Original link:

v0.20: https://sololo.xyz/article/26-solotagger-v020-improved-caption-output-quality

v0.12: https://sololo.xyz/article/25-solotagger-v012-easier-prompt-editing

v0.1: https://sololo.xyz/article/24-solotagger-local-joycaption-beta-one-gguf-setup-on-windows-via-lm-studio

SoloTagger is an LLM-based image captioning tool.

v0.20

The prompt passing mechanism has been optimized, significantly improving caption output quality.
The default temperature has been changed from 0.1 to 0, reducing model hallucinations.

v0.12

Ever since I built this little tool, SoloTagger, it has become my main tool for dataset annotation. Recently all of my dataset labeling work has been done with it.

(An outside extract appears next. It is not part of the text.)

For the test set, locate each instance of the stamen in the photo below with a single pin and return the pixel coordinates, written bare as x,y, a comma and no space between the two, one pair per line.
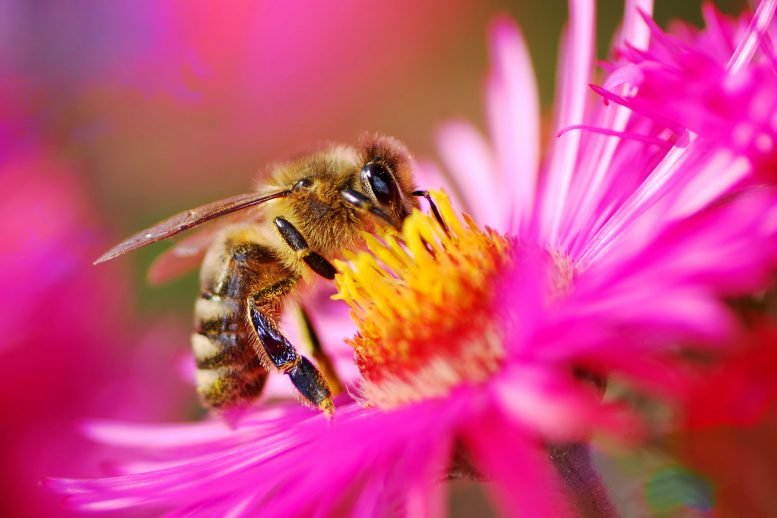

To create high quality LoRAs, high quality dataset annotations are essential. Generating captions with a large language model is similar to generating images with one. If you want good results, a well designed prompt is necessary.

Different datasets and different goals require different tagging styles, which means different prompts. Over the past few days I have been tweaking and optimizing the prompts used by SoloTagger. During this process I ran into an annoying issue. In the previous version all prompts were stored in a JSON file, and manually editing JSON files is something I really hate.

So SoloTagger v0.12 was born. 😄

For detailed instructions, please visit:
https://sololo.xyz/article/25-solotagger-v012-easier-prompt-editing

v0.1

Local JoyCaption Beta One GGUF Setup on Windows via LM Studio

Over the past couple of days I’ve been testing some of the smaller Qwen3.5 models on my laptop, including the 2B, 4B, and 9B versions. I wanted to see whether these mini models could be useful for my workflow.

Initially, I planned to use them to tag datasets for LoRA training. After many attempts they technically worked, but the results were not very satisfying.

When it comes to image tagging, JoyCaption naturally comes to mind. So I casually made this simple little tool, let's call it: SoloTagger .

Running JoyCaption locally on a laptop isn’t super fast, but it’s still acceptable. For my tagging needs, the speed is good enough.

First, SoloTagger is just a simple Python script with two basic functions:

Send images and tagging instructions to JoyCaption.
Receive the output from JoyCaption and save it into a TXT file.

SoloTagger itself does not run the model. It relies on a third-party LLM runtime, such as LM Studio, Ollama, or other model runners. You can think of these tools as a “player” for large language models.
In this guide, I use LM Studio as the example because it has a graphical interface, works well on Windows, and is easy for regular users to get started with.

Also, I always try to keep things simple. So SoloTagger does not include unnecessary third-party libraries just for convenience. It has zero external dependencies. As long as you have Python installed, you can run it.

There are many ways and tools to tag images, and JoyCaption itself can be used in different ways. SoloTagger was just a quick idea I had and threw together as a small, simple tool.
If you want to run JoyCaption locally, you can use this method as a reference, or just download and use SoloTagger directly.

I know that releasing a tagging tool now is quite outdated, not to mention how simple this tool is. However, this post serves as a record of my own daily use and can also act as an introductory guide for beginners.